The Three Mile Island nuclear power plant has two reactors. The second reactor suffered a partial meltdown in 1979 and has remained out of service since. But the first reactor continued to operate without incident until 2019, when it was decommissioned for financial reasons, mainly due to competition from electricity generated by gas and wind power. Kotek says there are relatively few idle reactors that could also be brought back into service relatively quickly, but many power plant owners want to extend their operating licenses for their existing plants to try to ride the energy wave of AI.
Part of the enthusiasm among power plant operators is due to government incentives to keep low-carbon energy online. The Inflation Reduction Act provides tax credits tied to electricity production at existing nuclear power plants, but Kotek says the industry will also have to work to build new reactors if it wants to meet projected energy demand. The number of operating nuclear reactors in the United States peaked at 112 in 1990 and fell to 92 in 2022, and the most recently built reactors in the United States – at the Vogtle Power Plant in Georgia – took more than 14 years in the making and cost over a year. more than double the planned budget.
“The United States showed Vogtle that we’re not very good at building nuclear power plants,” says Todd Allen, chair of nuclear engineering and radiological sciences at the University of Michigan. But Allen points out that China appears to be building nuclear power plants much faster than the United States, so an acceleration is possible, and that if data center energy demand continues to grow, the construction of entirely new plants will increasingly appear. more like an attractive option.

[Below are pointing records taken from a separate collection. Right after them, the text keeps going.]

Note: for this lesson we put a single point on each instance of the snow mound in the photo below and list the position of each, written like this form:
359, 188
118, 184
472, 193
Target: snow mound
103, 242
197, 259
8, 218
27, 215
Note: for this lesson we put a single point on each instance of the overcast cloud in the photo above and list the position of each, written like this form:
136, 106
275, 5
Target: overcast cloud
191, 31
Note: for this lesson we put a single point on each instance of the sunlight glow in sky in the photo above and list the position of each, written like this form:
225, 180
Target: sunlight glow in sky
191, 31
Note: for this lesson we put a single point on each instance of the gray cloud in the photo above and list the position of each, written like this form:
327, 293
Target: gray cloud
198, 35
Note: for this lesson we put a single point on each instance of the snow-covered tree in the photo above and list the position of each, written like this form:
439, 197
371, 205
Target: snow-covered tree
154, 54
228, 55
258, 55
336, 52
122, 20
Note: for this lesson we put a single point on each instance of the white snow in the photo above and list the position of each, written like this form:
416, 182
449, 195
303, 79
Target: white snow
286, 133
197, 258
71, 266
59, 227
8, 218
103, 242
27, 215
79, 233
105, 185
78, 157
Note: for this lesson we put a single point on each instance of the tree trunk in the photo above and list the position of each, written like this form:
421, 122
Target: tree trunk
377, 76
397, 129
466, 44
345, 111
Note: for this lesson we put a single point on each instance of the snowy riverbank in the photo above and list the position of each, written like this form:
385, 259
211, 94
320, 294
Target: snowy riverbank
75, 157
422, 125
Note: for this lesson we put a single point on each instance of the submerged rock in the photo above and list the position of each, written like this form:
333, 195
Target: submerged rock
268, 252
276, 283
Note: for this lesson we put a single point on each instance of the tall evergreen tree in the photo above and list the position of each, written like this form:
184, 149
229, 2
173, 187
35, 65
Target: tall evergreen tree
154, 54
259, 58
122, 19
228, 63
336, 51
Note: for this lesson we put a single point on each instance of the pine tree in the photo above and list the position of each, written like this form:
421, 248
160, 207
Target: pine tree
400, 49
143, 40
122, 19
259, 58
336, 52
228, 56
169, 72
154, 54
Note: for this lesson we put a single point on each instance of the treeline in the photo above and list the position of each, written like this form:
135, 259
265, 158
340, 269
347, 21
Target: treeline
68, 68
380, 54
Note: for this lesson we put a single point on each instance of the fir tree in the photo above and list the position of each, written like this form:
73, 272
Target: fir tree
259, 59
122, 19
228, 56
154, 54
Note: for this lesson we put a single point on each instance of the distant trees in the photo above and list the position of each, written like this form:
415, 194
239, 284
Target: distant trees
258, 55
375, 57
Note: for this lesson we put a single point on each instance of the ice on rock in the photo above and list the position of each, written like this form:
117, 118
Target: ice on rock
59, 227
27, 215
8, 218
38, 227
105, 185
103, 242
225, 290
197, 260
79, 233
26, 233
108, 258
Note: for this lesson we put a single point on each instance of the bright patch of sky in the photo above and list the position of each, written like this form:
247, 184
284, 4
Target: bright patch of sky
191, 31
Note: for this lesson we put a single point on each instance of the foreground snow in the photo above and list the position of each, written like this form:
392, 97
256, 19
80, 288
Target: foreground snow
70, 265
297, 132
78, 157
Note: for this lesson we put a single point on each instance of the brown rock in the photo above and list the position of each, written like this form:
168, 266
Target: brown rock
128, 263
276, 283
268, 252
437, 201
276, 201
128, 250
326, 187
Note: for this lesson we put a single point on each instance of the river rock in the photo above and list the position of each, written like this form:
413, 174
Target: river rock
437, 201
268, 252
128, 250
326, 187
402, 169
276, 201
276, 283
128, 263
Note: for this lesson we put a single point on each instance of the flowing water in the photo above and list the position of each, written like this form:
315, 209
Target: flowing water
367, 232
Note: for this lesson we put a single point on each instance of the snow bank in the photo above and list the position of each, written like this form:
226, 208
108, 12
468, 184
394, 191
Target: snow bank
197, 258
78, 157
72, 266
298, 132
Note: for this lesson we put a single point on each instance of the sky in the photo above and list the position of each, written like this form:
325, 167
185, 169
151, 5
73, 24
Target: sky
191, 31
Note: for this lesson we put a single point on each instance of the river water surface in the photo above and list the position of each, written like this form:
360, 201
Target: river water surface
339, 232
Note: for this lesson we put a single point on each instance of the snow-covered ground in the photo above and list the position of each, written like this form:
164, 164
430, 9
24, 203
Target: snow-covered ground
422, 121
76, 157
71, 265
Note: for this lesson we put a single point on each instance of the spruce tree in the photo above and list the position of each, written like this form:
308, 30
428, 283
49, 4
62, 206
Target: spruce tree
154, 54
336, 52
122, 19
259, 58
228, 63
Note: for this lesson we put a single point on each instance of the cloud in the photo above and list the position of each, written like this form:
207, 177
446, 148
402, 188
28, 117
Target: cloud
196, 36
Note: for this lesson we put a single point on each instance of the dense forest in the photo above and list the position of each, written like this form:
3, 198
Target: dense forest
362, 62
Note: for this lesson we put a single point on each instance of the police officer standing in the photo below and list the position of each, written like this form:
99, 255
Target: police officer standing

These potentially long lead times partly explain why Microsoft is interested in small modular reactors, which should be faster and cheaper to build. But tech companies tend to focus on finding new sources of energy rather than improving the efficiency of their artificial intelligence operations, says Sasha Luccioni, head of AI and climate at Hugging Face, a company that develops tools to create applications using machine learning. “Regulation could be a way to encourage [great efficiency]starting with mandatory reporting and transparency for companies providing AI tools and services,” she says.
At the Carnegie Mellon University event, Pichai said work to improve the power consumption aspect of AI was still in its “early phases.” “We’re pre-training all of these models inefficiently, absolutely,” he said, but added that inference – actually asking an AI model to perform a task – could become “dramatically more efficient over time.” Google’s emissions in 2023 were 48% higher than their 2019 baseline, mainly due to increased data center energy consumption and supply chain emissions, putting increasing pressure on at risk Google’s goal of reaching net zero emissions by 2030. “The energy needs of AI are increasing now,” says Luccioni, but renewable or low-carbon energy used to power AI not keeping pace quickly enough.
For some, the prospect of the site of America’s most notorious nuclear disaster being used to fuel the AI revolution could be worrying. But Allen emphasizes that the first reactor did not shut down because of operational problems. According to him, restarting the reactor will mainly be about ensuring that it is still in good working order and that there are enough trained personnel to operate it without problems.